Monster wanted to believe it too. That was obvious. So did Price. But she couldn’t bring herself to. She couldn’t allow herself to.
“Wilton’s never been the sharpest tool in the shed,” Barnard said.
“What did this ‘Chisnall’ want?” Price asked. “Whoever it was, he must have contacted Wilton for a reason.”
“According to Wilton, Ryan want to talk to Barnard,” Monster said. “He give this phone number.” He repeated the number from memory.
“What do you think, LT?” Barnard asked.
“When we get back to Carson, give him a call,” Price said. “Ask him some tough questions. See if he can prove he is who he says he is. But I’m with the Tsar. I think it’s some kind of trick.”
“It cannot wait till Carson,” Monster said. “That’s what Wilton say. Is urgent.”
“He calls while we’re in the middle of a top-secret mission,” the Tsar said. “That strike anyone else as more than a little suspicious?”
“How would I phone him?” Barnard asked, looking around.
“There is phone at old Russian guard post, about half hour from here,” Monster said. “We could use it to contact ACOG too.”
“No,” Price said. “There’s no point in contacting ACOG until we have some kind of proof. And this ‘Chisnall’ will have to wait.”
Monster shrugged.
“So what now?” the Tsar asked.
“Okay, Wall says he can get us into Little Dio,” Price said. “He can talk his way in.”
“Talk his way in?” Monster asked.
“He speaks some strange Fezerker language,” Price said.
“It’s the high language,” Barnard said. “It’s reserved for Bzadian priests, high-ranking officials, and Azoh himself.”
“And Fezerkers,” Price said.
“As we recently found out.” Barnard nodded.
“Do you understand any of it?” the Tsar asked.
Barnard shook her head. “I don’t think any humans speak it. Few, if any, have ever heard it spoken.”
“But Able will speak that language,” the Tsar said. “Do you trust Wall to talk to him?”
“Not enough,” Price said. “But I think I know a way that we can use him to get inside, regardless of whose side he is really on.”
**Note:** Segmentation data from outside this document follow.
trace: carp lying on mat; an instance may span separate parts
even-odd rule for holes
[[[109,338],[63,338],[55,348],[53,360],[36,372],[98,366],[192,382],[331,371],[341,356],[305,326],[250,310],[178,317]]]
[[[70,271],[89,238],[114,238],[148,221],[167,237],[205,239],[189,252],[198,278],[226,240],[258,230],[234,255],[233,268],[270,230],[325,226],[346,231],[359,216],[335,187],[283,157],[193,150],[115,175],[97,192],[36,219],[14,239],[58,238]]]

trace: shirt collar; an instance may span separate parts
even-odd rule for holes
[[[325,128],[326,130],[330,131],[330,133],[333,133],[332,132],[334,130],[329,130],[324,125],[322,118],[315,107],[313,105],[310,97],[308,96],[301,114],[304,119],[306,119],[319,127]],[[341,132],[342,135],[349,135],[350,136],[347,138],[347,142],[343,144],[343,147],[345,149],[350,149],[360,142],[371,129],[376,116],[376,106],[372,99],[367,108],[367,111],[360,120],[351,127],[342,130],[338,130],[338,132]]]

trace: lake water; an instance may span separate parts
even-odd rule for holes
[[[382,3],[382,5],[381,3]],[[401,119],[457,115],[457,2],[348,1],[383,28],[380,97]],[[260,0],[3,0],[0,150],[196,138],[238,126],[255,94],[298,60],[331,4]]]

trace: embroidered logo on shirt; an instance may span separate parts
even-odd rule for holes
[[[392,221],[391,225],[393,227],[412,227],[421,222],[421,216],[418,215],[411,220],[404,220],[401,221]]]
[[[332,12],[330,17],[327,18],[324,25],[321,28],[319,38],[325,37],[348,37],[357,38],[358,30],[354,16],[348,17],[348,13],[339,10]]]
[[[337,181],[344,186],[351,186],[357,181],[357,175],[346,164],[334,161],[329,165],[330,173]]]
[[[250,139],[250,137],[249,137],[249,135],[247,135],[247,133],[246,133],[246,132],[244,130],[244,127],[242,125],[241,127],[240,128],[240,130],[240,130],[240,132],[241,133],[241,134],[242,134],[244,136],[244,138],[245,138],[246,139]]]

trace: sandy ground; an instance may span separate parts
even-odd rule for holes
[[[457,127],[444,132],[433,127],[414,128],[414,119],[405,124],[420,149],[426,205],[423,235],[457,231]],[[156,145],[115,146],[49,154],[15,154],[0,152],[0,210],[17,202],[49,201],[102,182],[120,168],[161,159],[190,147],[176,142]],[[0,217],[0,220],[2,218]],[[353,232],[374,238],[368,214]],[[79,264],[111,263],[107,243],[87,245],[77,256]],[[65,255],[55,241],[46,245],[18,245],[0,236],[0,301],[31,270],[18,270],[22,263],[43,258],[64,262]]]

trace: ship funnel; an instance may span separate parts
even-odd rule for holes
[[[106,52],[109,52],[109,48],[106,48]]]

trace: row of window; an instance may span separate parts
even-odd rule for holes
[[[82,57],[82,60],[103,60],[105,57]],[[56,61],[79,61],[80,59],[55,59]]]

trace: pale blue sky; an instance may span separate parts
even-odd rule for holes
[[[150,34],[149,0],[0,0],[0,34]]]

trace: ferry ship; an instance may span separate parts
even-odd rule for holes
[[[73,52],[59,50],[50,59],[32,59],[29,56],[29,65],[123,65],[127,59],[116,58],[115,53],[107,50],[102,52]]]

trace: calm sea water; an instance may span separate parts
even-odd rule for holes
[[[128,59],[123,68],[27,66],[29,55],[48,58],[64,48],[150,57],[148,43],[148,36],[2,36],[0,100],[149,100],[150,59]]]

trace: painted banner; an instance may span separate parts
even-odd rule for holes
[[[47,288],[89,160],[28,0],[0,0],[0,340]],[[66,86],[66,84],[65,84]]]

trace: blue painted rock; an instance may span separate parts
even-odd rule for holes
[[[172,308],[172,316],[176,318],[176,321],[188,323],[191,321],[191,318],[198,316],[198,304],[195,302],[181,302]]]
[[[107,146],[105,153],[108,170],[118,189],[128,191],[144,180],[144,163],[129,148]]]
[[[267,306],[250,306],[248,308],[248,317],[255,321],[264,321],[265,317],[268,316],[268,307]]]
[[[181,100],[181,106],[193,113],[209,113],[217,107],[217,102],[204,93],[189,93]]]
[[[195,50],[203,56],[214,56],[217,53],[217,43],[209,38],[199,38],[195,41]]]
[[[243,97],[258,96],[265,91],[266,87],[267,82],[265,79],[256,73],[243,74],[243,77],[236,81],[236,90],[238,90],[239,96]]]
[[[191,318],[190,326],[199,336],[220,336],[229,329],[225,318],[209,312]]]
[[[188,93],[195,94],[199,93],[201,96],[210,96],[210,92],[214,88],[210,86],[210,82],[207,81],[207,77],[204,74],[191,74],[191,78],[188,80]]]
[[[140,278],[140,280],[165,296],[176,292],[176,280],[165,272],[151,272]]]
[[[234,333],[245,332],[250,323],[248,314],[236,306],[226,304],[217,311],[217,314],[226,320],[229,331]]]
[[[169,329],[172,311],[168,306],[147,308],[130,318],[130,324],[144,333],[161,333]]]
“What about the recon north?” Barnard asked. “Who’s going to do that? We have to know if the invasion is real this time.”
“Big Billy is,” Price said. “He’s going to follow the sensor line. He’s taking a dog team and a sled, so they’ll be moving quickly. Monster, you go with him. Let us know what you find.”
That made her think of Emile. He had wanted to ride with a dog sled. But he would never have that chance.
“I have no radio,” Monster said.
“Take Wall’s helmet,” Price said. “And his spare battery. He can suffer for a while without them. Let us know what you find as soon as you’re back in comm range.”
Monster nodded and disappeared down the trapdoor.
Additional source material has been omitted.